Working women are harassed, he said. Azizi likened the Taliban’s treatment of women to living in “a cage” where “they can’t go out.”
Courtesy of Faisal Azizi
In a patriarchal society like Afghanistan, living as a woman without a husband makes life even harder.
Living under Taliban rule is a balancing act, Azizi said: Shop owners need “to be nice with them” in order for their businesses to survive, but they also need to employ female workers in order to help families in need.
“My business is feeding 40 to 50 families,” he said. “Women are not allowed to work. There’s no protocol. But I try to take care of my employees.”
For Marwa Ali, whose father died 12 years ago, the hardship is something she witnesses everyday.
“There are so many women, like my mother, who don’t have a husband to work for them. They need a job. How else would they have income or food for their family?” Ali said.
Courtesy of Faisal Azizi
Mannequins might just be the tip of the iceberg, Azizi said, adding that he expects the Taliban to impose more restrictions over time.
“For the local economy, the Taliban need to be nice to the locals.

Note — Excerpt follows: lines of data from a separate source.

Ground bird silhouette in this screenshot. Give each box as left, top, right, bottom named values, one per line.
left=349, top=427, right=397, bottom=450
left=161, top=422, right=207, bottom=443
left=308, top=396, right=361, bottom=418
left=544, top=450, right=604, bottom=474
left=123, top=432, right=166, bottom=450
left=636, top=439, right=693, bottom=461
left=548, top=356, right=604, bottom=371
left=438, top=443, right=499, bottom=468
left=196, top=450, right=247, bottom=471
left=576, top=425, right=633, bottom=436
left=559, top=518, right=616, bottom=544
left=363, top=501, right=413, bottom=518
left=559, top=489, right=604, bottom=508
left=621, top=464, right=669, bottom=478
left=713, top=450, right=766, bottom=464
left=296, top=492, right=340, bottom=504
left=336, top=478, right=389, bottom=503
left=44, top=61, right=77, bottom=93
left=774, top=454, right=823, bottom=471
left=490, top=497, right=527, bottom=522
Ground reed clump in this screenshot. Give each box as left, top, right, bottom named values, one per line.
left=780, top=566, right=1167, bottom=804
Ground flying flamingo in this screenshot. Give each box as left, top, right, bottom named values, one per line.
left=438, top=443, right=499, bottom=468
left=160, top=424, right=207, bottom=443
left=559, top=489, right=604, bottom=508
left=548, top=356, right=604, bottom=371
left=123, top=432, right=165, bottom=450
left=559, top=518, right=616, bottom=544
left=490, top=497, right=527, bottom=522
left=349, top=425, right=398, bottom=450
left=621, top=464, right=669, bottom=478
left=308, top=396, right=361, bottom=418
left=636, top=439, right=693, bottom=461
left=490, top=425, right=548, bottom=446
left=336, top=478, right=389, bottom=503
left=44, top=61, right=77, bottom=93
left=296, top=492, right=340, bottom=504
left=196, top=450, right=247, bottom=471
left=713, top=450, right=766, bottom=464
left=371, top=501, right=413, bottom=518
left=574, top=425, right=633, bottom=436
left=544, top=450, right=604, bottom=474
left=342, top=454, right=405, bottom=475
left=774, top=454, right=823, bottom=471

But once they are stable — in three or four years — they’ll ban everything,” he said.
For the Taliban, the plan is to continuously erase women from the public sphere, Jalali said. She sees the mannequins as just one more example of the broader attack on women and their presence in the public sphere.
“Being a woman in Afghanistan will be the equivalent of being under house arrest with no opportunity for education, employment, freedom of movement, and basically no sense of normalcy,” she added.